The Young Lords “spoke and amplified and explained the problems of their generation,” Fernandez said in a podcast for CUNY’s Book Beat and the Gotham Center for New York City History. “They are the equivalent of black Twitter then, but they did it in the streets.”
The Young Lords started out as a Chicago street gang. In the late 1960s, their leader, Jose Cha Cha Jimenez, was inspired by the work of Black Panther leader Fred Hampton and others to turn the Young Lords into “the Puerto Rican counterpart of the Black Panther Party.”
Soon, a chapter of the Young Lords was established in New York. Many of its members were first-generation college students whose families had moved here from Puerto Rico after World War II. They’d grown up helping their Spanish-speaking parents navigate schools, welfare offices, and other bureaucracies. “Instinctively,” Fernandez said, they “understood that there was this thing called power and inequality, and that they were on the losing end.”

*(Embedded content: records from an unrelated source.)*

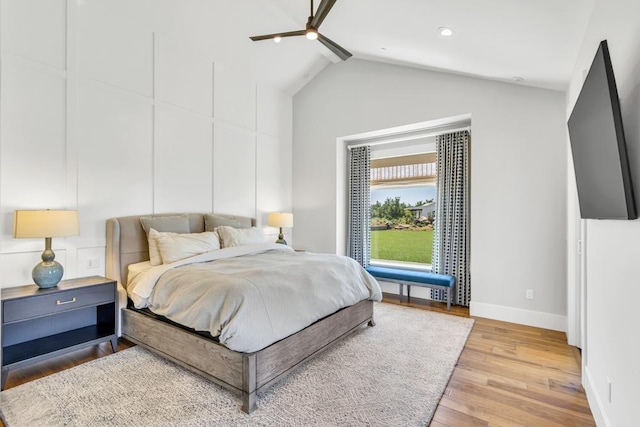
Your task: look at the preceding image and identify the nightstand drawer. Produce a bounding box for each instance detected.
[2,283,115,323]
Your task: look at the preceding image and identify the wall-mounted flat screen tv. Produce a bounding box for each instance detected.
[567,40,638,219]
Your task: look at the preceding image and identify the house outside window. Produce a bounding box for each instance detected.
[370,152,436,269]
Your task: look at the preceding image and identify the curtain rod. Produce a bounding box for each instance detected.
[347,125,471,151]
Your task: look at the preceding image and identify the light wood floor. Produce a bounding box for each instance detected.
[0,294,595,427]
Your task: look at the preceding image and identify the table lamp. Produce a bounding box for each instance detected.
[13,210,79,289]
[267,212,293,245]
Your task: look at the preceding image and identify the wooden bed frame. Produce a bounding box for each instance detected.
[106,214,375,413]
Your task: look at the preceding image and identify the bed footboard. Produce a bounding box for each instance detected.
[122,300,373,413]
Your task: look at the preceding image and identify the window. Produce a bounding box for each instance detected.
[370,152,436,267]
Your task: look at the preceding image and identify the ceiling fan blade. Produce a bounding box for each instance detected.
[311,0,336,29]
[249,30,306,42]
[318,33,352,61]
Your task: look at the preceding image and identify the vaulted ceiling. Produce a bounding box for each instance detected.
[140,0,594,94]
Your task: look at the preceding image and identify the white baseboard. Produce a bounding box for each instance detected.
[582,366,611,427]
[469,301,567,332]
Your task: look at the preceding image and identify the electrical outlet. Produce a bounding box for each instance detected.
[87,258,100,268]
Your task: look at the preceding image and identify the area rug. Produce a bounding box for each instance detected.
[0,303,473,427]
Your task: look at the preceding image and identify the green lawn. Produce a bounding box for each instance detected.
[371,230,433,264]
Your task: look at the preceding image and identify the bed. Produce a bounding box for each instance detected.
[106,214,381,413]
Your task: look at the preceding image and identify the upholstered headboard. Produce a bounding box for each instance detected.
[106,213,255,286]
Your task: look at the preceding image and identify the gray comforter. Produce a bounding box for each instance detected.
[127,245,382,352]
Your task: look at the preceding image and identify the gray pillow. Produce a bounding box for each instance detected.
[140,214,190,236]
[204,214,251,231]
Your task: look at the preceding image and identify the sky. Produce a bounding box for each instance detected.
[371,185,436,205]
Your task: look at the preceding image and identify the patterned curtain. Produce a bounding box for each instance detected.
[431,131,471,306]
[348,146,371,267]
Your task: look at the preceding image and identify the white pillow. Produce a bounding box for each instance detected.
[156,231,220,264]
[218,225,267,248]
[148,228,178,265]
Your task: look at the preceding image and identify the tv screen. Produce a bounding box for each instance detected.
[567,40,638,219]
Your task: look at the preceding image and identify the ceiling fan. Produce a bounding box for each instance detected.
[250,0,351,61]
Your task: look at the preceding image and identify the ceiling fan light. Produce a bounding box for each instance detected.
[438,27,453,37]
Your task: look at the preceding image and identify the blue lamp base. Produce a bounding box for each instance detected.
[31,237,64,289]
[31,261,64,289]
[276,227,287,246]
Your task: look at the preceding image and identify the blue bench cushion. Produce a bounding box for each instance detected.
[366,266,456,288]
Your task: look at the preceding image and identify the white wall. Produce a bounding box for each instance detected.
[0,0,292,287]
[566,0,640,426]
[293,59,567,330]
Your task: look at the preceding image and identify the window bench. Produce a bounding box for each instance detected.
[366,266,456,311]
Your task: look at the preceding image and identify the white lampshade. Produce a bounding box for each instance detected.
[13,210,80,238]
[267,212,293,227]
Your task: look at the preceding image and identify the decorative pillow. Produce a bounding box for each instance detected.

Because they’d served as interlocutors for their parents, these young activists were also skilled communicators and negotiators. And they put those skills to work, organizing neighborhoods, leading marches, pressuring officials, and getting media coverage. Among their biggest campaigns: a “garbage offensive” to clean up East Harlem while getting the city to improve trash pickup; a takeover of Lincoln Hospital in the Bronx, supported by doctors; and the occupation of a church that they sought to use as a center for helping the community.
As pragmatic as they were, though, the Young Lords were also firmly grounded in a radical understanding of the structural reasons and “root causes for social problems” like poverty and unemployment. The Young Lords, said Fernandez, “tapped into the anger that existed in the streets, gave it organizational form, explained the origins of the crisis, … and put forth a vision of a new society.”